I completely agree with Robin. I've had a few situations where the IT guys
were thinking they were doing me a favor by attempting to fix the system
after it had been compromised, i.e. patch, restore from backup, reimage. At
best, they end up losing events in their event log (no syslog server) and
making the time line analysis impossible.

 As a quick aside, we would tell people to literally not touch the system
and even leave it attached to the network. To provide a bit of background, I
worked for AFOSI where we handled incident response for the AF. If we felt
there was intelligence to be gained, we would quarantine the system and fill
its standalone network with normal network noise in hopes of not tipping off
the intruder.

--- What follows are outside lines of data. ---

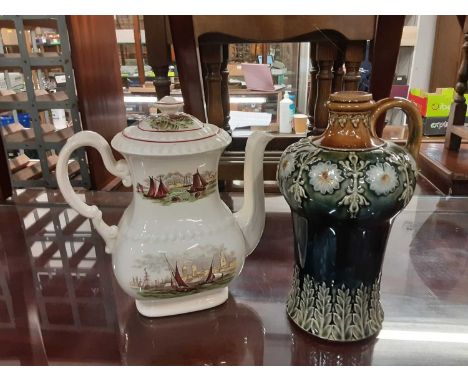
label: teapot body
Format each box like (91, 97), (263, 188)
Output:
(57, 97), (273, 317)
(112, 150), (246, 317)
(277, 92), (422, 342)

In some cases, the intruder would continue to probe and we
could record their activities in hopes of identifying the intruder.

-Joel


"The path to hell is paved with good intentions."


On Tue, Oct 6, 2009 at 10:34 AM, Robin Wood <[email protected]> wrote:

> 2009/10/6 James Costello <[email protected]>:
> > I am getting ready to review and update our existing first responder
> > forensic responsibilities policy and wanted to know what others are using
> as
> > their policies.
> > I am looking for the information and policies that apply to non IT who
> might
> > uncover the problem or the IT team member who is not responsible for the
> > forensics
>
> I don't do forensics but my first thought for both situations,
> especially the first, is to touch nothing and call the phone number
> that is well advertised around the office to get the professionals in.